Analis penerbangan, Li Hanming, menyebut hampir setengah juta tiket rute China–Jepang dibatalkan hanya dalam tiga hari. Angka itu setara sepertiga dari total pemesanan pada periode yang sama.
“Rasio pembatalan terhadap pemesanan baru melonjak tak wajar. Pada Minggu, pembatalan 27 kali lebih banyak dari tiket yang terjual,” ujar Li, dikutip dari Bangkok Post.
Li menjelaskan, dua rute tersibuk—Shanghai-Tokyo dan Shanghai-Osaka—menjadi yang paling terpukul. Maskapai China, yang mendominasi lalu lintas udara kedua negara, kini menanggung potensi kerugian bernilai miliaran yuan dari pengembalian dana.

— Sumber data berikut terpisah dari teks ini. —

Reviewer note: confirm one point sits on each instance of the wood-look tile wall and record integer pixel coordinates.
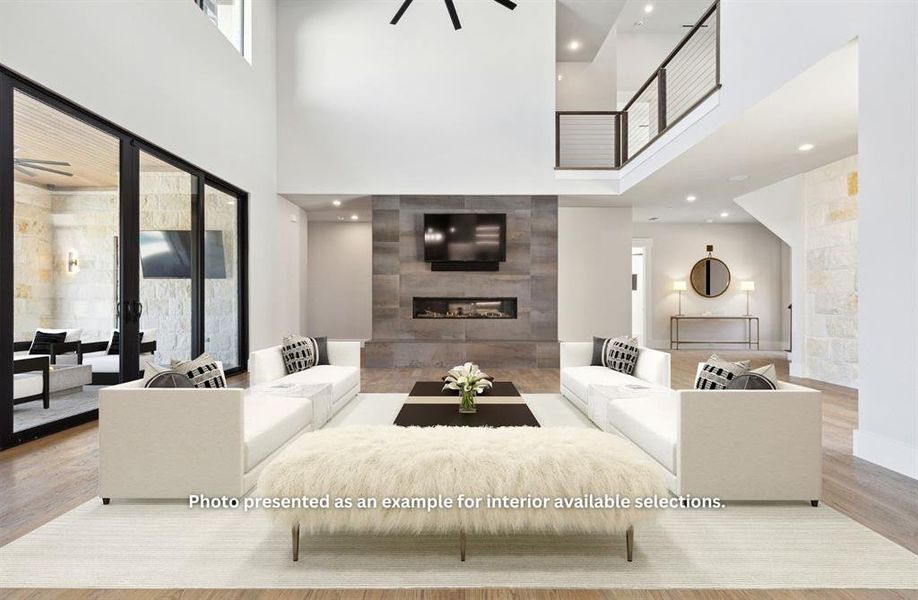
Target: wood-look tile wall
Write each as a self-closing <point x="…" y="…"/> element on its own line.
<point x="530" y="274"/>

Sekitar 70 persen tiket yang dibatalkan adalah paket pulang-pergi.
Kondisi ini mengulang situasi pada awal 2020, ketika pandemi Covid-19 pertama kali membatasi perjalanan internasional. Saat itu, kapasitas penerbangan China anjlok lebih dari 70 persen dalam sehari.
Peringatan perjalanan dari Beijing muncul setelah pernyataan Perdana Menteri Jepang Sanae Takaichi pada 7 November bahwa Tokyo bisa mengerahkan kekuatan militer jika terjadi konflik di Selat Taiwan. Pemerintah China memprotes keras pernyataan tersebut.
Media resmi militer China, PLA Daily, bahkan menilai Jepang berisiko menjadikan seluruh wilayahnya sebagai arena konflik bila ikut campur soal Taiwan.
John Grant, analis dari firma intelijen penerbangan OAG, mengatakan dampak terbesar akan dirasakan maskapai China. “Pasar rute China–Jepang dikuasai maskapai Negeri Tirai Bambu, sehingga guncangannya jauh lebih berat bagi mereka,” katanya.
Grant menilai penyesuaian kapasitas penerbangan baru akan terlihat beberapa pekan mendatang.
Jepang sendiri sedang menikmati lonjakan wisatawan China sepanjang 2025. Data pemerintah Jepang menunjukkan 7,49 juta turis China masuk pada Januari–September, menjadikannya kelompok wisatawan terbesar.
Faktor jarak dekat, ongkos perjalanan yang relatif murah akibat pelemahan yen, dan daya tarik budaya menjadi pemicunya.
Namun gelombang pembatalan kali ini membuat industri wisata Jepang waswas. Menjelang musim liburan akhir tahun, Jepang terancam kehilangan salah satu kontributor pendapatan wisata terbesar mereka.